PhD thesis, London School of Economics and Political Science.
Abstract
This study focuses on regional aspects of the Brazilian economy. Three avenues are explored: two related to individuals’ and firms’ location decision and the last regarding public policy. In general, firms and individuals seem to be moving away from the main economic centre in Brazil, Sao Paulo. It seems nevertheless that public policy is not very related to these movements. In other words, government interventions to accelerate growth in less developed regions have not achieved their goal.

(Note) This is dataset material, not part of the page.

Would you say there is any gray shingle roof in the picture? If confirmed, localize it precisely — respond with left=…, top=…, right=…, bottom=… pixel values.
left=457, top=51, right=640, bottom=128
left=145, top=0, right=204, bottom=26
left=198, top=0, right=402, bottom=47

Chapter 2 addresses the issue of internal migration in Brazil. This chapter investigates the influence of amenities and/or disamenities on migration flows, which is an issue not yet fully covered by the literature. It investigates whether changing dwellings across cities is associated specifically with violence using urban-urban migration data at municipality level. Results show that migration is affected by violence not only locally, but also when neighbouring effects are taken into account. These findings back up previous research which evidenced an inverse relationship between city size and violence.
Turning to firms, Chapter 3 explores the role of geography in the location of manufacturing and of regional disparities in wages. According to theoretical models, employment concentrates closer to the market when increasing returns to scale are taken into account. As a consequence, regional wages are a decreasing function of transport costs to markets, since firms tend to compensate for these costs by paying less to their employees. Trade shocks may impact these regional wage disparities by making foreign markets relatively more attractive for firms than internal markets, or vice-versa. This chapter tested these hypotheses using Brazilian regional data. Having two isolated trade shocks, Brazil provides an excellent case for testing which shock was more effective in reducing regional disparities. Results show that regions with higher transport costs tend to have lower wages and a reduction in this cost through trade shocks has affected these regional disparities. However, it is not possible to distinguish which trade shock was more efficient to impact these regional unbalances.
Chapter 4 evaluates the effects of the Brazilian Development Bank (BNDES) loans on firms’ productivity. The importance of BNDES in the Brazilian economy is quite sizeable, reaching over 10% of aggregate investment. Using micro level data, it was possible to investigate the impact on productivity, but also distinguish its effects between large and small projects as well as between rich and poor regions, since regional development is one of its statutory goals. Results suggest BNDES loans have no effect on firms’ productivity, even though some association was found without controlling for all firms’ characteristics.
Overall, some lessons may be learned after this work. Not only are economic reasons key determinants for individuals’ and firms’ location decision as shown in Chapters 2 and 3 but also some other factors seem to be important as well. Social amenities, locally and in surrounding areas, are highly correlated to individuals’ migration decisions in the Brazilian case, especially violence. For firms, economic reasons prevail since trade shocks appear to change regions’ attractiveness between internal and external market. Last, but not least, government intervention does not seem to be associated to firms’ productivity after BNDES loans.